The memories flooded back, tumbling one over another in painful succession until she was standing by the pool at her parents’ legendary winter party in Nassau clad in the sexiest silver lamé gown she owned, butterflies in her stomach knowing the gorgeous, ruthless corporate raider Lorenzo Ricci would be in attendance. Her father had been doing friendly business with Lorenzo rather than serving as one of her husband’s hostile takeover targets, but Alistair Carmichael’s directive had been clear to his daughter—leave Lorenzo alone, you’re way out of your depth.
And she had been. But smarting from an argument with her father, needing to escape her miserable, lonely existence for just one night, she couldn’t resist. Every woman had wanted to catch Lorenzo, the most desirable widower in Manhattan, perhaps because none ever had. She’d taken her best friend Becka’s dare to ask him to dance and shockingly he’d said yes. That dance had led to a kiss in the garden and a hot, heated assignation that had shaken her innocent foundations to the core. She’d gotten her one night with Lorenzo Ricci plus way more than she’d ever bargained for.
She closed her eyes, an ache pulsing low in her chest. She’d thought she could be the one, the one who could make her husband love again because what they’d had had seemed earthshaking to her twenty-two-year-old self. That by offering him her unrequited love, she could help him get over his late wife, Lucia, who popular consensus had said he was still hung up on. Until Angelina had learned love was an emotion her husband reserved exclusively for his late wife, an emotion that would never be on offer to her.

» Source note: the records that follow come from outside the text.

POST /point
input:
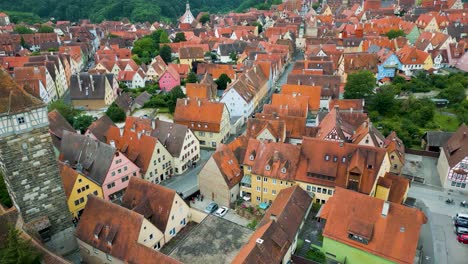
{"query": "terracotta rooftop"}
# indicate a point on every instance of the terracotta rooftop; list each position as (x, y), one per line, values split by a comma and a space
(328, 163)
(14, 99)
(393, 237)
(153, 201)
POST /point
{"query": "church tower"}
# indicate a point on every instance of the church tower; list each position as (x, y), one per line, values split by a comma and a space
(30, 170)
(187, 17)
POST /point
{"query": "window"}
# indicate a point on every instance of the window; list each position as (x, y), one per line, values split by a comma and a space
(21, 120)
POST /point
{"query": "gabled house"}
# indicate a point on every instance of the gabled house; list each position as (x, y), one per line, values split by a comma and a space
(92, 91)
(161, 206)
(109, 233)
(275, 240)
(147, 152)
(210, 121)
(99, 162)
(271, 167)
(169, 79)
(220, 177)
(325, 165)
(77, 187)
(58, 124)
(363, 229)
(453, 161)
(266, 130)
(179, 141)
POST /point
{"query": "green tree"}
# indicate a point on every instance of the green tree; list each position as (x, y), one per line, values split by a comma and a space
(66, 110)
(18, 250)
(166, 53)
(21, 29)
(45, 29)
(4, 195)
(191, 77)
(172, 97)
(383, 101)
(82, 122)
(115, 113)
(359, 85)
(223, 81)
(180, 36)
(204, 18)
(395, 33)
(455, 93)
(164, 38)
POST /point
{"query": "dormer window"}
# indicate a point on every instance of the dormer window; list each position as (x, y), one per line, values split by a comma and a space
(21, 120)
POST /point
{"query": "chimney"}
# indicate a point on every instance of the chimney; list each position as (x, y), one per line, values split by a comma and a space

Blood throbbed at her temples. She couldn’t change the past as much as she wished she could, but she could—would—fight Lorenzo on this.
She could postpone the wedding until her divorce came through. Move to a cheaper studio space. But that still didn’t address the financial difficulties the Carmichael Company was in. The responsibility that lay on her shoulders.
A chill crawled through her at the thought of the cold, hard stranger she’d faced on the terrace last night. Lorenzo had always been tough, carved by his experiences, shaped by the cutthroat scion of the Ricci family, Salvatore Ricci, but last night she’d seen a whole new lethal side of him.